It would be easy to write Super off as a Kick-Ass knock-off arriving a year too late, a derivative entry to the recent glut of ‘average guy with no powers becomes a masked avenger’ efforts. But twenty minutes in, having just seen the main character have his skull sliced open by tentacles appearing from his bedroom walls and his exposed brain being touched by the finger of God, it’s apparent that we are dealing with a very different beast.
The second film from Troma Studios scribe James Gunn, following his cracking 2006 debut Slither, Super concerns perennial loser Frank D’Arbo (Rainn Wilson) and his transformation into a wrench-wielding vigilante after his improbably hot wife (Liv Tyler) leaves him for her drug dealer (Kevin Bacon). D’Arbo soon gets a sidekick in the form of a homicidal comic store employee (Ellen Page), and the two endeavour to reclaim Frank’s previous existence through more and more disturbing acts of violence.
This is a film that has been done a disservice by the misleading medium of the movie trailer. All promotional material portrayed the movie as a slapstick comedy in a superhero vein, Kick-Ass by way of Jackass, but Super, while frequently hilarious, is also dark, disturbing and emotionally charged.
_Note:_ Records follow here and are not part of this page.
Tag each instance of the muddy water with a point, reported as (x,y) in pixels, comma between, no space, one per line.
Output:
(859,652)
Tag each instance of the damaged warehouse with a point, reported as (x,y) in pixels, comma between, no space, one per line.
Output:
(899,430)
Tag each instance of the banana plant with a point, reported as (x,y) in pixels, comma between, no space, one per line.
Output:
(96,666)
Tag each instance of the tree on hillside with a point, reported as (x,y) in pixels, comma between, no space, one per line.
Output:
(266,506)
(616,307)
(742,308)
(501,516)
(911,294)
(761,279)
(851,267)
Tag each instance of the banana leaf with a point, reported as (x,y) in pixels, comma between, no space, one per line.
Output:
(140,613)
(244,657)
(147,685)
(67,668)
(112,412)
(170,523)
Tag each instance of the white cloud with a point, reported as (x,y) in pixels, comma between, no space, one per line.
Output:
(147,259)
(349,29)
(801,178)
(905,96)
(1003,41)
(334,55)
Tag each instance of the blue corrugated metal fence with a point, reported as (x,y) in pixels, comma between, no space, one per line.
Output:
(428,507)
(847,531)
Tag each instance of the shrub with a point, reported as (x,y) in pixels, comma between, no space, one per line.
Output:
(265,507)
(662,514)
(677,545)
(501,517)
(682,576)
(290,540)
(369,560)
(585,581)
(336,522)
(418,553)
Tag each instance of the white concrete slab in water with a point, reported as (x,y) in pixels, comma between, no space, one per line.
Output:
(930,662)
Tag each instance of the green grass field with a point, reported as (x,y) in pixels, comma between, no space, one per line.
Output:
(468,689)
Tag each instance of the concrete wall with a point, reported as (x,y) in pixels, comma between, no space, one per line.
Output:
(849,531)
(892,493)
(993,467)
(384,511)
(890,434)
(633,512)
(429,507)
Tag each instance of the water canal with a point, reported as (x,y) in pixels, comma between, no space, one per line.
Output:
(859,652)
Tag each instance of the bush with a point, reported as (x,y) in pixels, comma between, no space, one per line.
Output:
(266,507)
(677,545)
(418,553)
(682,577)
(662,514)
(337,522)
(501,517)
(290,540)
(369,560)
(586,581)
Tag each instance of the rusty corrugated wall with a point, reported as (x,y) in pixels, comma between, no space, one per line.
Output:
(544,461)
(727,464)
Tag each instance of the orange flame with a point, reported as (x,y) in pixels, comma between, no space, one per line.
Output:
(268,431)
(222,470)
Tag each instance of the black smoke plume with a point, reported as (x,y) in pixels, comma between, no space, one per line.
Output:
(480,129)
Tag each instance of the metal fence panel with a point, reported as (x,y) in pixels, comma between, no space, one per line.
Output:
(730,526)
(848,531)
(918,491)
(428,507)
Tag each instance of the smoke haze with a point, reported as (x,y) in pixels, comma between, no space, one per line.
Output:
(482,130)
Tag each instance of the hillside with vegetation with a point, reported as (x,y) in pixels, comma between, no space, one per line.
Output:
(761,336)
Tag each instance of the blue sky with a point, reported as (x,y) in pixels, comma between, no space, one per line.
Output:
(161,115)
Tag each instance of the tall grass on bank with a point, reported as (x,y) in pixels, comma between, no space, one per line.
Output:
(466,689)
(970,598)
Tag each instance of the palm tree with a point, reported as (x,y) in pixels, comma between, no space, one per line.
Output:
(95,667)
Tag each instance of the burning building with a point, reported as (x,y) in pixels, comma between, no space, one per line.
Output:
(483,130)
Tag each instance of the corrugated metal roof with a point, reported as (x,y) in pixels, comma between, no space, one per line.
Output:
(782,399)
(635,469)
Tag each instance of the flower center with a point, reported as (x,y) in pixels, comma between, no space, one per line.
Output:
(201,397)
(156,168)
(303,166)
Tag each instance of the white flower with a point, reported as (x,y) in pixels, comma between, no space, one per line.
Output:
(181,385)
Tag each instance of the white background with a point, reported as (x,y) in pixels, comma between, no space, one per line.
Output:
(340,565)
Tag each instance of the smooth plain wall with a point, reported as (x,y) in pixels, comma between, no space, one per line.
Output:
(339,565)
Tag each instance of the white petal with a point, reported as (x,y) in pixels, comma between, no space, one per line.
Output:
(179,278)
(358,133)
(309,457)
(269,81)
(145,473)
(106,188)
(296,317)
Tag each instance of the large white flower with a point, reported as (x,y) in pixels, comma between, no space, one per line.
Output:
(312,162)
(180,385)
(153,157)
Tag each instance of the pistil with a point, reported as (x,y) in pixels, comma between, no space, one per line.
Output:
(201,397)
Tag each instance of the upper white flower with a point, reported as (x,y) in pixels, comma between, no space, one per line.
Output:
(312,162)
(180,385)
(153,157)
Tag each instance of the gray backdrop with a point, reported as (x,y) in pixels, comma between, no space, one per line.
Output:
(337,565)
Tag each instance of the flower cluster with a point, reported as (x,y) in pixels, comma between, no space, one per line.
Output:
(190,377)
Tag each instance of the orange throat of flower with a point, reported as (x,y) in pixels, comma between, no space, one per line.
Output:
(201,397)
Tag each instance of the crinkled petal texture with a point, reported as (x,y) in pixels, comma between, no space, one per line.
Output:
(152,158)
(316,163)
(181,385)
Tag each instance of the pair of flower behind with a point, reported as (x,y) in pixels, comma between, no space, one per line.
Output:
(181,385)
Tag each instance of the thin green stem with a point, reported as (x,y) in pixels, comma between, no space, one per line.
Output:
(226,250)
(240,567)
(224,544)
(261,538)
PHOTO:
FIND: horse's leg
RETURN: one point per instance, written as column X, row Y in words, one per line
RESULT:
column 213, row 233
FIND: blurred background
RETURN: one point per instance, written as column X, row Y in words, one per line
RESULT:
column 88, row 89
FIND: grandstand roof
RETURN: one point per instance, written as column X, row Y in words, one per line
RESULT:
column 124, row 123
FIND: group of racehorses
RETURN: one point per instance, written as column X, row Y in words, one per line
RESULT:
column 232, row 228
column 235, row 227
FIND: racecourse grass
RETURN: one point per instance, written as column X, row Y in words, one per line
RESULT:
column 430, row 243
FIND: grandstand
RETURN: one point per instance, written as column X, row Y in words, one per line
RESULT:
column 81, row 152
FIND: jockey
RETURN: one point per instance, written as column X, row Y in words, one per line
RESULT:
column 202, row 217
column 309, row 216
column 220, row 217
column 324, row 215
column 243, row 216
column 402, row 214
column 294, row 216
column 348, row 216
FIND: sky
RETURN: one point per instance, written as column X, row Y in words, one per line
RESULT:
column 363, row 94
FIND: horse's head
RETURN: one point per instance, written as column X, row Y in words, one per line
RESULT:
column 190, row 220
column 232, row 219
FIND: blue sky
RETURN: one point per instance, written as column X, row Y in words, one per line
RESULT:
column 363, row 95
One of the film’s more divisive elements is the shocking level of violence on display, doubtless a product of director Gunn’s time at B-movie factory Troma; heads are caved in with wrenches and smashed against stone floors, cars are driven into villains at high speed and faces are literally blown apart by gunshots. These scenes are, however, offset by a witty script and comic-book style visuals, creating an effect whereby the audience is invited to laugh at these events yet be horrified at the same time. Though many critics considered these scenes poorly handled and too extreme, I felt that Gunn found the perfect balance in his portrayal of ‘justice’ being served, always showing the absurdity of the situations in taking them to such gory extremes.
Similarly well judged are the performances. Wilson’s sad-sack hero incites as much sympathy as he does pity, and Page is excellent as his insane crime-fighting partner, even taking part in one of the year’s oddest and most disturbing sex scenes. Tyler and Bacon have little to do but that fault lies with the script, which if anything focuses a little too much on the protagonist: some character development among the supporting cast would not have gone amiss.
Super isn’t for everyone. Many will find the mix of humour and violence uncomfortable, or find it’s morals questionable. But to judge the film by these merits alone is unfair; the script finds unprecedented depth in many scenarios and relationships, and if nothing else leaves a lasting impression, the antithesis of the superficiality presented in the trailer. Either that or the less lofty notion of wanting to walk out into the street and shout ‘Shut up, Crime!’
Super (2011), directed by James Gunn, is available on Blu-ray disc and DVD from G2 Pictures, Certificate 18.